We do have a person on the very end who actually paints a line, so
when we turn around we just follow the line back."
I've been given the spray painting job. When we get to the other side of the island, everyone consults their counters as Mazzocchi collects the tallies.
We follow this process again and again, back and forth across the nest-covered island. Interspersed with the ring-billed gull nests are the bigger nests of herring gulls. The DEC staff keep counts of both. In the trees are the huge, black cormorants, guarding their enormous nests.
There is one
hazard of visiting Little Galloo: flying poop. One DEC staffer
takes a hit down his neck, while I get tagged three times by the
gulls. Luckily, it misses my hair. Mazzocchi says that despite that
particular hazard and the incessant squawking of the birds, she loves
visiting the island, and said, "I
don't think there's another island quite as unique as this island is,
not that many species. This is the only island actually in these
waters with Caspian terns. Most of the other islands, they're small,
they have trees, they may have some ring-billed gulls, but nothing of
this size."
At the end of the day, Mazzocchi and her team have counted over 16,000 ring-billed gull nests and 509 herring gull nests. After a second trip to Little Galloo another day, they have a full count for the year: over 43,000 ring-billed gull nests.

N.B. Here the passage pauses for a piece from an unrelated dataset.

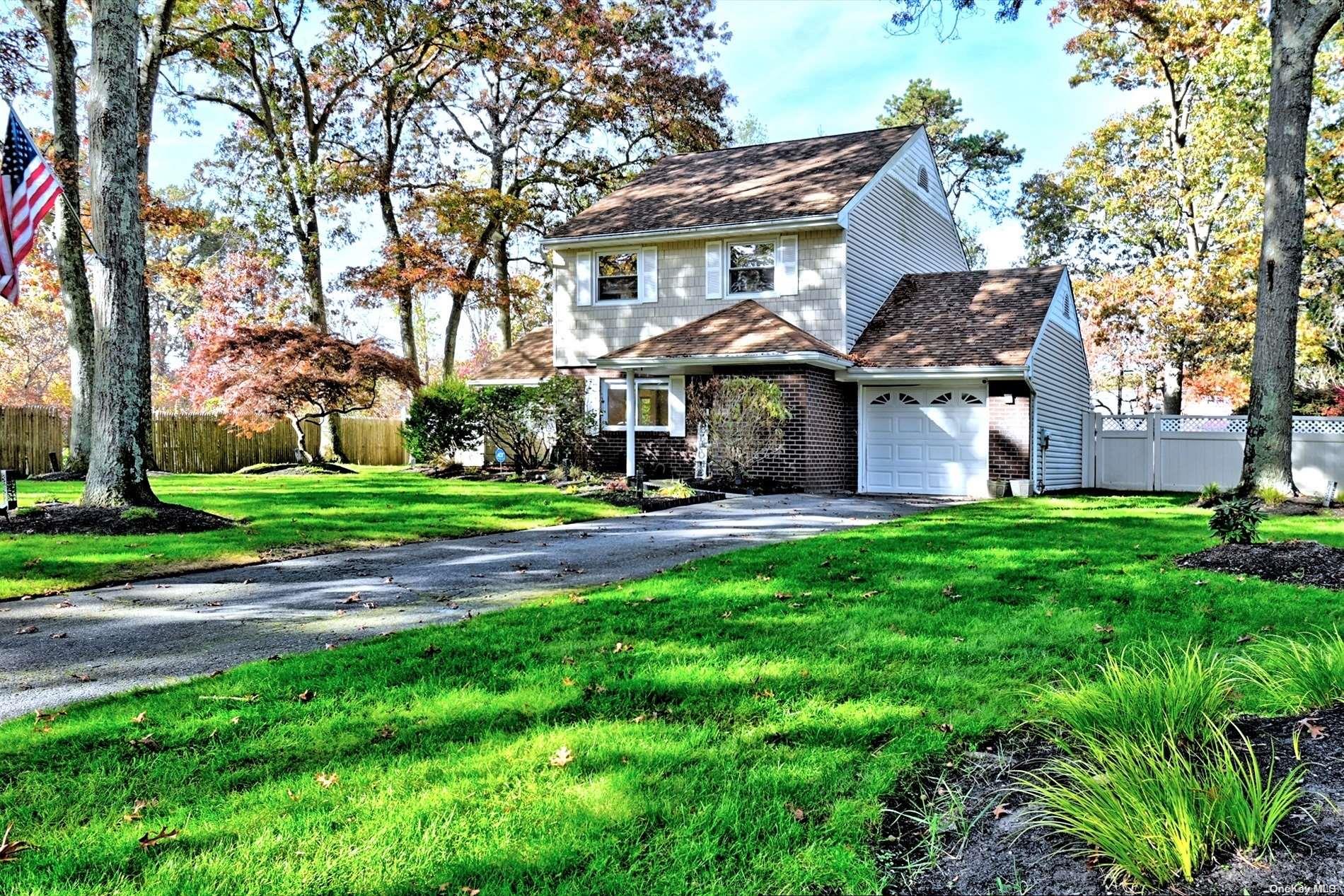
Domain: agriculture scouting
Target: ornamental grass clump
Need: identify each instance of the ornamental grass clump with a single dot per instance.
(1147, 774)
(1285, 676)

Compared to the last nest count in 2008, the number of ring-billed gull nests is increasing, while herring gull nest numbers are also up by a few hundred. This is a good thing, since that species has been hurt by disease. There are no greater black-backed gulls nesting here at all this year.
The Little Galloo Island count will be tallied in with data from around the Great Lakes to give wildlife biologists a clearer picture of waterbird population trends throughout the region.